Le 19/9/2016 comme conclut par vous-même lors du meeting du 31 juillet 2016 est cette date de vérité pour la RDC, « début du préavis de trois mois » de Mr Joseph Kabila. C’est le jour où le peuple congolais sous votre auguste leadership devra enfin franchir le Rubicon pour l’émergence d’un peuple grand, libre et prospère, l’avènement de l’ultime « debout congolais », la vraie naissance de la république DEMOCRATIQUE du Congo. Votre lettre dite des 13 parlementaires invoquait déjà les aspirations du modèle de société du Manifeste de la Nsele que vous avez aidé à rédiger en 1967, « promettant la restauration de l’autorité de l’état et son prestige, le respect des libertés démocratiques , la participation active directe ou indirecte du chacun à la discussion publique des problèmes de la vie commune, la confrontation permanente des intérêts , des besoins des nécessités économiques ou politiques, libérer les zaïrois et les zaïroises de toutes servitudes et assurer leur progrès en édifiant une république vraiment sociale et vraiment démocratique».

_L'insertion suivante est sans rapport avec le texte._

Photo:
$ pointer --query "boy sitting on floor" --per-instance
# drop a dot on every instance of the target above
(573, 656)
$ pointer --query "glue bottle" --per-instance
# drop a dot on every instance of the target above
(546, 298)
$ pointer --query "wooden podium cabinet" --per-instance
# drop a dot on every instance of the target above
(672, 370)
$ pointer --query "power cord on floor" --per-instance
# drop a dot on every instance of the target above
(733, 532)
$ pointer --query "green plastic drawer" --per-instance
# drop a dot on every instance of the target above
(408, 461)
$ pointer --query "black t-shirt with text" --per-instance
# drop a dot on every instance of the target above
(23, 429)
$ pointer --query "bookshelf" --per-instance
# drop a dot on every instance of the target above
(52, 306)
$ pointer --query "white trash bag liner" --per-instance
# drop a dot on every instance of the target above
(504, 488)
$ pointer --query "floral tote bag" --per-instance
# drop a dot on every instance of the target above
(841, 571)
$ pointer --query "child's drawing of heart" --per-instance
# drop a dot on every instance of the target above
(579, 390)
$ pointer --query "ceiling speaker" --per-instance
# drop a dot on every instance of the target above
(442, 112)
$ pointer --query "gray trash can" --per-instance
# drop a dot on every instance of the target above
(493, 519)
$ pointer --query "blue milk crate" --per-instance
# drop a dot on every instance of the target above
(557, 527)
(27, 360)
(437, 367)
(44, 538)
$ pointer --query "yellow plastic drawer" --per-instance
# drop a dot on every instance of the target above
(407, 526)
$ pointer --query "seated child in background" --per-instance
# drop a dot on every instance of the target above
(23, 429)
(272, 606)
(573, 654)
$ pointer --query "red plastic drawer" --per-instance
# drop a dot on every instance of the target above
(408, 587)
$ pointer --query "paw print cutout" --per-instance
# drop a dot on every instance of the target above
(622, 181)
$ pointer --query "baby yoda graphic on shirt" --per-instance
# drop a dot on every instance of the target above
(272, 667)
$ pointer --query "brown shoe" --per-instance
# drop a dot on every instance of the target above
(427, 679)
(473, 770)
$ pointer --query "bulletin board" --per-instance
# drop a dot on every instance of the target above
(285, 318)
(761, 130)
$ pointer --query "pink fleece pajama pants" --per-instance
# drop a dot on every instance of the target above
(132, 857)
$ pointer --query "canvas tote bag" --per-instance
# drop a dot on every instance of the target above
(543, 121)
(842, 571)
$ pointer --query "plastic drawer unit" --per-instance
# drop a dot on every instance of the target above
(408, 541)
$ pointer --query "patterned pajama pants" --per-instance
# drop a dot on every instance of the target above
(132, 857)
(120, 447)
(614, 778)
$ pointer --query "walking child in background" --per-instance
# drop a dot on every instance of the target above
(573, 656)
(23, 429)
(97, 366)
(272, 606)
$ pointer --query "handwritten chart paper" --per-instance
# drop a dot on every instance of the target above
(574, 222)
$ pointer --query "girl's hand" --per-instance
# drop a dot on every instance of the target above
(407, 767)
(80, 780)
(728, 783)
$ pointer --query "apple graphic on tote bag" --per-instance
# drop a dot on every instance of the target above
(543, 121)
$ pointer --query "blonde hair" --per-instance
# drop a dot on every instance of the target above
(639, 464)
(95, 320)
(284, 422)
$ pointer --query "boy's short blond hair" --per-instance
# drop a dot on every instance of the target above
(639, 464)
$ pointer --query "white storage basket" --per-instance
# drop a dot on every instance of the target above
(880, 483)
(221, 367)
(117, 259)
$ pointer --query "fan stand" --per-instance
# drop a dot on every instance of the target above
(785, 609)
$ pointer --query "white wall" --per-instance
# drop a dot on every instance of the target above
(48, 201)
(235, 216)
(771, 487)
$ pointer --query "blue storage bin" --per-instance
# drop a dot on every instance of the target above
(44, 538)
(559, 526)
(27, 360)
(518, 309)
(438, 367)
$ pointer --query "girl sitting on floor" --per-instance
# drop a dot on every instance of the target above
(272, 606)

Après presque 50 ans de traversée du désert, plus que les 40 années des enfants d’Israël libérés du joug égyptien, c’est l’heure de la rédemption pour le peuple congolais destiné à être vertueux pour la prospérité de toute l’Afrique et le bien du monde entier dans la continuité et la plus-value du grand rendez-vous du donner et du recevoir.
Je vous prie d’agréer, Monsieur le président, l’expression de ma considération distinguée.